Lexie Brown

Personal information
- Born: 28 May 2011 (age 15) Nambucca Heads, New South Wales, Australia

Sport
- Sport: Para-athletics
- Disability class: F47
- Events: 100 metres 200 metres

Medal record
Para-athletics
Representing Australia
World Championships
| Bronze medal – third place | 2025 New Delhi | Universal 4 × 100 m relay |

= Lexie Brown (athlete) =

Australian para-athlete (born 2011)

Lexie Brown (born 28 May 2011) is an Australian track and field athlete competing in F47 sprinting events. At the World Para Athletics Championships, she has won a bronze medal.

==Early life and education==
Lexie Brown was born in Nambucca Heads, New South Wales to a family of Indigenous Australian descent (Gumbaynggirr and Gamilaraay). Born with a lower left arm amputation, she was encouraged by her school sports teacher to take up multi-class sport.
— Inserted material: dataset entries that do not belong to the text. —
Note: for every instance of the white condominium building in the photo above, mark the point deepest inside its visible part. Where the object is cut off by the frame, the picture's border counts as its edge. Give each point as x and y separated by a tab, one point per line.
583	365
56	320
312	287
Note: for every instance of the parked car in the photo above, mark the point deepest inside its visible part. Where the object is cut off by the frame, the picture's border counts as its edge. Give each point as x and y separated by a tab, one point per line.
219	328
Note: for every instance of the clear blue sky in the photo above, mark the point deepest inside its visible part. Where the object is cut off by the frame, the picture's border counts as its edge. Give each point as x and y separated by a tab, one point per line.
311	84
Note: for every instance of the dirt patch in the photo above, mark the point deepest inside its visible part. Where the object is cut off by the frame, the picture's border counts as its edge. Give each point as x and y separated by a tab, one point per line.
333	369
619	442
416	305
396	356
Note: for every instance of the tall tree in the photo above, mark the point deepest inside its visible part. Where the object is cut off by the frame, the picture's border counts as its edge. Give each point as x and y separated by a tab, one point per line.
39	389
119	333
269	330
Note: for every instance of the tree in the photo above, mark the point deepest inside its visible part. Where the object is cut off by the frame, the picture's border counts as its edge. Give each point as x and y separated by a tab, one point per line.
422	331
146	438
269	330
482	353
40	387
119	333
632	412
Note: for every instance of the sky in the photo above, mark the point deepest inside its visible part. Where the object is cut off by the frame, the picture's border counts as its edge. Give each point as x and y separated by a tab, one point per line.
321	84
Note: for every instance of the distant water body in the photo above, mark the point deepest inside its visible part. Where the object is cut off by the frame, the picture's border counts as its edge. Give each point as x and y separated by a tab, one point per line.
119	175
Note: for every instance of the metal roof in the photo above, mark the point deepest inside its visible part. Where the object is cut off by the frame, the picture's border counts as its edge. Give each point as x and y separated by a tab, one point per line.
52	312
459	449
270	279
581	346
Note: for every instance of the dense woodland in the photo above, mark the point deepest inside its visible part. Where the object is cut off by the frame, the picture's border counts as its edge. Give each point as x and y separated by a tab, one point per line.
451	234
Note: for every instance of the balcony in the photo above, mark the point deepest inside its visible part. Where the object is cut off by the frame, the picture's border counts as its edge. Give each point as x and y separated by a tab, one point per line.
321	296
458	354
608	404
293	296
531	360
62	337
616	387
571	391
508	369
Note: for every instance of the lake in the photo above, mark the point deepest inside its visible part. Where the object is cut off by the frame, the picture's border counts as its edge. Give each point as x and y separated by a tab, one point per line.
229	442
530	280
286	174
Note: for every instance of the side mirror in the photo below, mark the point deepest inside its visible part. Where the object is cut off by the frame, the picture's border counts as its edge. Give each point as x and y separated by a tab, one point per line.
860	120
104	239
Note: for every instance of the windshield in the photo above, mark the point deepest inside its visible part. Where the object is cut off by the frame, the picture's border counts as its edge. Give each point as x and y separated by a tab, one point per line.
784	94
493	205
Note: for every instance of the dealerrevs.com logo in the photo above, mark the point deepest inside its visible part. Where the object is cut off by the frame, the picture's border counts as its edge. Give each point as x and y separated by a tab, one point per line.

She is a student at Nambucca Heads High School.

==Career==
Brown smashed state records in the 100m, 200m, and long jump, while also serving as Team Captain of NSW in 2023. She had also broke multiple national age records, including a 200m time of 27.53.

In July 2025, Brown was named to the Australian team to compete at the 2025 World Para Athletics Championships, where she was the youngest competitor in the delegation and made her international debut. In the 100 metres and 200 metres events respectively, she posted a time of 13.12 and 26.87, eliminating her in the first round in these events but nonetheless set her personal best. She was then part of the Australian team that won the bronze medal in the universal 4 × 100 metres relay event.